The Coca-Cola board also opposed the resolution. In a filing with the Securities and Exchange Commission, the company wrote: “We believe that a diverse, equitable and inclusive workplace that is well-prepared to understand, assess and engage with the markets and consumers we serve is a strategic business priority and critical to the Company’s success, and that our efforts to achieve this are consistent with applicable law.”
In the case of Home Depot, the NCPPR proposed a resolution asking the company to list donations of $5,000 or more on its website, citing in part the home improvement giant’s million dollar gift to the nonprofit Lawyers Committee for Civil Rights Under Law in the wake of the 2020 protests over the murder of George Floyd.
Another conservative group, the National Legal and Policy Center, put forward a similar shareholder proposal to require that Home Depot director nominees disclose information about their political and partisan giving, citing the same $1 million gift.

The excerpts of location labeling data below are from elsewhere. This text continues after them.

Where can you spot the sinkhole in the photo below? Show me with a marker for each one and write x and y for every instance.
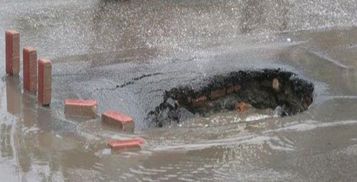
(282, 91)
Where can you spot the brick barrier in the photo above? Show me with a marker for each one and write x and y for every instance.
(125, 144)
(44, 82)
(12, 47)
(121, 120)
(30, 69)
(80, 108)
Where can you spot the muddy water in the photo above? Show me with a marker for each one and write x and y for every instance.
(126, 54)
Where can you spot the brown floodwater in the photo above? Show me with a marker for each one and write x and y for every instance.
(125, 54)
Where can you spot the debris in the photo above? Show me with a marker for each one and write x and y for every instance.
(242, 107)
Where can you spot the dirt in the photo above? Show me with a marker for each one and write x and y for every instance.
(269, 88)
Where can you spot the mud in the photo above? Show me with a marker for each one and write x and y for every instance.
(281, 91)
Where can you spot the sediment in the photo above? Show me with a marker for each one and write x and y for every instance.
(268, 88)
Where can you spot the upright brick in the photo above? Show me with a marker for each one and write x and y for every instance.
(44, 81)
(80, 108)
(30, 69)
(12, 46)
(118, 119)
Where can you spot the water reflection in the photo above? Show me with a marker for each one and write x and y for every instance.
(13, 95)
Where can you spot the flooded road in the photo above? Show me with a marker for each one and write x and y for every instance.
(126, 54)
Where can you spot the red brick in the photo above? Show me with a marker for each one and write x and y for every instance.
(44, 81)
(80, 108)
(12, 47)
(125, 144)
(199, 102)
(121, 120)
(30, 69)
(276, 84)
(218, 93)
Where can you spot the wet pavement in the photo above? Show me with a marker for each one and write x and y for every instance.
(126, 54)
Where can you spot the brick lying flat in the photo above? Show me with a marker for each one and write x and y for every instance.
(44, 82)
(30, 69)
(12, 47)
(125, 144)
(80, 108)
(121, 120)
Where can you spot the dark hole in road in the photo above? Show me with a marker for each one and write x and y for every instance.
(280, 90)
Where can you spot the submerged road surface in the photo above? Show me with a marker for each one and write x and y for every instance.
(126, 54)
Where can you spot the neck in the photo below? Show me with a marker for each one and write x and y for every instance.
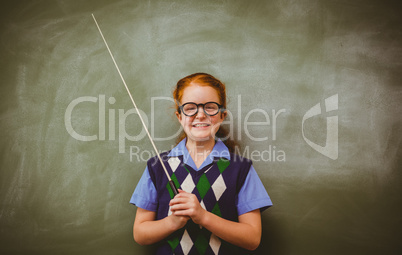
(199, 150)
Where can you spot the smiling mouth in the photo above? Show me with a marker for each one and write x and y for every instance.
(201, 125)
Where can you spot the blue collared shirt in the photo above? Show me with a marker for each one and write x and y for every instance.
(251, 196)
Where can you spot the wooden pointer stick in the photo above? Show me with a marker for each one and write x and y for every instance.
(171, 183)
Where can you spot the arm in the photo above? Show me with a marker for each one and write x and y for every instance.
(147, 230)
(246, 233)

The Home Depot proposals did not pass, each receiving just 2% of votes cast at Thursday’s meeting and the company’s board opposed both resolutions.
Cautious investors
Research shows that when a business is more diverse, it has better financial outcomes. A 2023 global analysis conducted by McKinsey found that companies with high gender or ethnic diversity have a 39% greater likelihood of financially outperforming companies who weren’t diverse.
Since 2020, there has been an increase in the number of proposals around workforce diversity, according to data from the Conference Board, a nonprofit think tank and business membership organization.
Support for workforce diversity proposals across thousands of large American companies peaked in 2022, according to Matteo Tonello, managing director for environmental, social and governance at the Conference Board. But Tonello said in an email the declining support reflects a more nuanced situation.
“Investors may be more cautious about supporting these proposals because these topics have become politically polarizing,” Tonello said. “However, they also appreciate the large investments that so many companies have recently been making in these areas and the pressure companies are under because of new legislative and regulatory demands. As a result, many investors no longer see the need for further pressure that they saw only a few years ago.”
Push for data
But some investors also see legal risks in not having well-run DEI programs. In the case of UPS, a shareholder resolution asked the company to produce a report detailing the effectiveness of its equity initiatives and to provide metrics on “workforce diversity, hiring, promotion, and retention of employees, including data by gender, race, and ethnicity.”
The proposal was introduced by As You Sow, a California-based nonprofit. The organization runs a workplace equity program with the help of Whistle Stop Capital focused on getting corporations to disclose data on their DEI programs.
Meredith Benton is the founder of Whistle Stop Capital and has tried for years to get UPS to produce data on hiring, promotion and retention rates within its workforce. Benton said this data is to ensure a company does not have racism, discrimination, harassment, sexism, pervasive within its corporate culture, because that could open it up to lawsuits.
She added there is also a business case to having a diverse workforce, “and therefore it is in the investors’ interest to monitor a company’s behavior around the diversity of its workforce.”
The proposal received about 22% of shareholder votes, not enough to pass. UPS opposed the resolution, writing in part, “We believe our existing diversity and inclusion practices, and significant disclosures, provide meaningful information that allows investors to determine the effectiveness of our human capital management policies related to workplace diversity.”